5 Months Running a Niche WeChat Account — Here's What I Learned About Content Creation
In the second half of last year, Yiren posted several trending topics on Shengcai Youshu (a Chinese business community), one of which was about “vertical niche accounts.” I got excited, thinking I could make money like the pros. Five months later, I finally understand how hard content creation really is.
1. Overview
Last April 18th I joined Shengcai Youshu, and that same month I co-subscribed to Lenny’s Newsletter with a friend. I originally signed up for the AI tool recommendations (like Cursor), but I soon realized the subscription articles and videos were exceptionally high-quality. I tried to study them, but my English wasn’t good enough to keep up.
In the second half of the year, vertical niche accounts became a hot trend. So I started using AI to translate and interpret Lenny’s Newsletter articles, publishing them to a WeChat public account — partly to help myself learn, and partly to try my hand at content creation.
But gaining followers was genuinely hard. I published my first article on September 25, 2025, and it took until January 19th of this year to reach 100 followers.
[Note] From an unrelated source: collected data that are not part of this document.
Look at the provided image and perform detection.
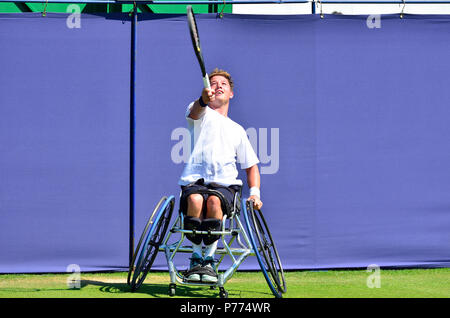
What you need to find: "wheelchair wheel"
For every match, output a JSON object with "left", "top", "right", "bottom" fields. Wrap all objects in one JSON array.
[
  {"left": 129, "top": 195, "right": 175, "bottom": 292},
  {"left": 243, "top": 200, "right": 286, "bottom": 298},
  {"left": 127, "top": 196, "right": 168, "bottom": 286}
]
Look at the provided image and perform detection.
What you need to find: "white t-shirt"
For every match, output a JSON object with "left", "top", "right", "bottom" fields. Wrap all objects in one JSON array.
[{"left": 178, "top": 102, "right": 259, "bottom": 187}]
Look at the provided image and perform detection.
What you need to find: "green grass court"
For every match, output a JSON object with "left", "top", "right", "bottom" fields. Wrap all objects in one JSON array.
[{"left": 0, "top": 268, "right": 449, "bottom": 298}]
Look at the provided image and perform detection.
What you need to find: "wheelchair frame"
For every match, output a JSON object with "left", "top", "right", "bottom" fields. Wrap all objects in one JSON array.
[
  {"left": 162, "top": 190, "right": 254, "bottom": 298},
  {"left": 128, "top": 190, "right": 286, "bottom": 298}
]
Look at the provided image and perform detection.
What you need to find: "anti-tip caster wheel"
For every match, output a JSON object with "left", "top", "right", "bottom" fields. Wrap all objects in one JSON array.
[
  {"left": 219, "top": 287, "right": 228, "bottom": 298},
  {"left": 168, "top": 283, "right": 176, "bottom": 297}
]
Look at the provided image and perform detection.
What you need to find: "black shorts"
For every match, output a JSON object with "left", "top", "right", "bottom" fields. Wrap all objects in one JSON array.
[{"left": 180, "top": 178, "right": 241, "bottom": 217}]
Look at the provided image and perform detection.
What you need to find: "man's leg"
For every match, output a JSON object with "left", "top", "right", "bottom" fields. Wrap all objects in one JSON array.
[
  {"left": 186, "top": 193, "right": 204, "bottom": 254},
  {"left": 204, "top": 196, "right": 223, "bottom": 258},
  {"left": 187, "top": 193, "right": 204, "bottom": 219},
  {"left": 201, "top": 196, "right": 223, "bottom": 283},
  {"left": 184, "top": 193, "right": 204, "bottom": 282},
  {"left": 205, "top": 195, "right": 223, "bottom": 219}
]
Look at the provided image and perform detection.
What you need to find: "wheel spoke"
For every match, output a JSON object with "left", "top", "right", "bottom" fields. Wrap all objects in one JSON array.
[
  {"left": 129, "top": 196, "right": 175, "bottom": 292},
  {"left": 244, "top": 201, "right": 286, "bottom": 297}
]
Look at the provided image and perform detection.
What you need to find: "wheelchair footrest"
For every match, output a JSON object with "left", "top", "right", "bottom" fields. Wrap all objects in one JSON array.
[{"left": 164, "top": 245, "right": 250, "bottom": 256}]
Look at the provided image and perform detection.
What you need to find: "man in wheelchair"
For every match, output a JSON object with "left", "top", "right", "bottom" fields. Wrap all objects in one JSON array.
[{"left": 178, "top": 68, "right": 263, "bottom": 283}]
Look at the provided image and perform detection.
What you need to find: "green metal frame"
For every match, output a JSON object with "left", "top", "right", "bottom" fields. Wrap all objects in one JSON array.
[{"left": 0, "top": 2, "right": 232, "bottom": 14}]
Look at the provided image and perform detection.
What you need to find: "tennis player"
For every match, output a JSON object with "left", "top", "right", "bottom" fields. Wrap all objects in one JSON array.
[{"left": 179, "top": 68, "right": 262, "bottom": 283}]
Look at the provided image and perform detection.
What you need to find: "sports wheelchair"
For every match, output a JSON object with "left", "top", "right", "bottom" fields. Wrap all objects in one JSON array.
[{"left": 127, "top": 188, "right": 286, "bottom": 298}]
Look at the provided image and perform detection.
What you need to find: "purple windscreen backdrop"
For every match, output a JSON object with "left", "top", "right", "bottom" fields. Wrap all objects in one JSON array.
[
  {"left": 136, "top": 14, "right": 450, "bottom": 270},
  {"left": 0, "top": 13, "right": 130, "bottom": 273},
  {"left": 0, "top": 13, "right": 449, "bottom": 273}
]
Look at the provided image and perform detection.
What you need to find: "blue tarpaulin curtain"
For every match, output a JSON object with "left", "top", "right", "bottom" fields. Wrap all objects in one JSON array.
[{"left": 0, "top": 13, "right": 449, "bottom": 273}]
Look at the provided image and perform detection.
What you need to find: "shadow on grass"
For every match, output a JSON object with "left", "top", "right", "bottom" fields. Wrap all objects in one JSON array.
[
  {"left": 80, "top": 280, "right": 222, "bottom": 298},
  {"left": 80, "top": 280, "right": 271, "bottom": 298}
]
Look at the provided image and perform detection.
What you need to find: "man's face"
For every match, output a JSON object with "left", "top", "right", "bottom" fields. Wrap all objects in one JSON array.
[{"left": 210, "top": 75, "right": 234, "bottom": 104}]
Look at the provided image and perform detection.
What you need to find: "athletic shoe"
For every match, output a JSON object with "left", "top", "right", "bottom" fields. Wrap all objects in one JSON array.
[
  {"left": 201, "top": 256, "right": 218, "bottom": 283},
  {"left": 185, "top": 252, "right": 203, "bottom": 282}
]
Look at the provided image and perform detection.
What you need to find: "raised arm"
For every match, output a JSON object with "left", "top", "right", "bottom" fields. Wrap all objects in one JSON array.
[{"left": 188, "top": 88, "right": 215, "bottom": 120}]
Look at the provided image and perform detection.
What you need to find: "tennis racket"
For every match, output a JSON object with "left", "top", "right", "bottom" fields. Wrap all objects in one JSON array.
[{"left": 187, "top": 5, "right": 210, "bottom": 89}]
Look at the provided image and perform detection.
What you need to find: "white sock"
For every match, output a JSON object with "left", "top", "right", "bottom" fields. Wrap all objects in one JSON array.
[
  {"left": 192, "top": 243, "right": 203, "bottom": 257},
  {"left": 204, "top": 241, "right": 218, "bottom": 259}
]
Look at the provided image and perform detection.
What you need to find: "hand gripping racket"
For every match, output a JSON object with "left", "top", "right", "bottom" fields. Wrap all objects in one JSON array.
[{"left": 187, "top": 5, "right": 210, "bottom": 89}]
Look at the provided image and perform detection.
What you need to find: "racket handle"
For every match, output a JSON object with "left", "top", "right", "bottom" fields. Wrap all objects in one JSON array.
[{"left": 203, "top": 74, "right": 210, "bottom": 89}]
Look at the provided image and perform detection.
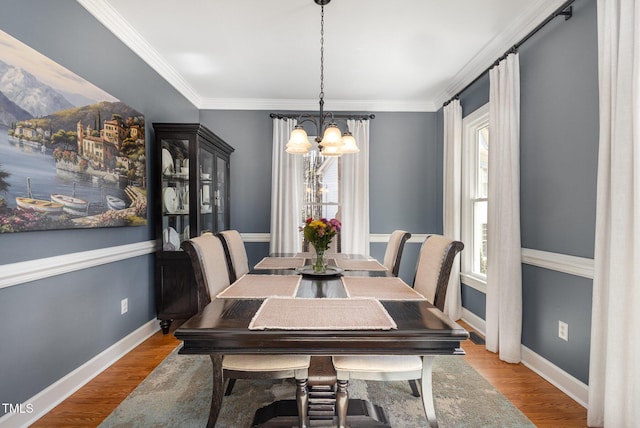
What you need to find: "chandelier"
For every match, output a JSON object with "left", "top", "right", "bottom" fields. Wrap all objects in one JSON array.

Then last month, two articles seemed to hit the algorithm’s recommendation pool, and I started gaining followers every day. As of today, I’ve just crossed 200 followers.
2. The Details
Content Sources
Primarily Lenny’s Newsletter content. Over time I also added material from a16z, Y Combinator, Every, Silicon Valley 101 and other well-known podcasts, plus some overseas individual YouTube creators. Most of it is AI-related, driven by personal interest.
I also draw from articles and videos recommended by Baoyu (a well-known tech translator in the Chinese community).
Workflow
At first, everything was manual: transcribe the video or audio, feed the transcript to Gemini Web to generate the article, create prompts for cover images and illustrations, generate images through Nanobanana, convert the markdown to WeChat’s format, and manually insert images. The whole process took over 30 minutes each time — I still don’t know how I kept it up.
I tried automating with N8N in between, but it didn’t work well and could only handle part of the process.
It wasn’t until Baoyu open-sourced his baoyu-skills, combined with Claude Code’s power mode, that I was able to cut the entire workflow down to just 10 minutes.
For details, see: Claude Skills Automated WeChat Publishing
Ad Revenue
I activated ad revenue (流量主) on January 20th, but since the follower count is still small, I’m only making a few cents per day — not even ¥1.
The Account
The account is called: Lenny的增长笔记 (Lenny’s Growth Notes)
Description: Curated translations and in-depth interpretations of top Silicon Valley product newsletters. Daily insights on product management, user growth, and career advancement.
If you’re interested in AI, product, and growth content, feel free to follow along.

3. Takeaways
Today, Caoz (a well-known Chinese tech blogger) published an article titled “Sharing Is Learning — In the AI Era,” arguing that the act of sharing helps the author continuously update their own understanding.
I registered this WeChat account over two years ago and had been using it for random personal notes. I never expected it would actually start gaining followers recently. This positive feedback has motivated me to share even more. My small goal: share at least twice a week, and sync everything to my blog at xiaofeng.show.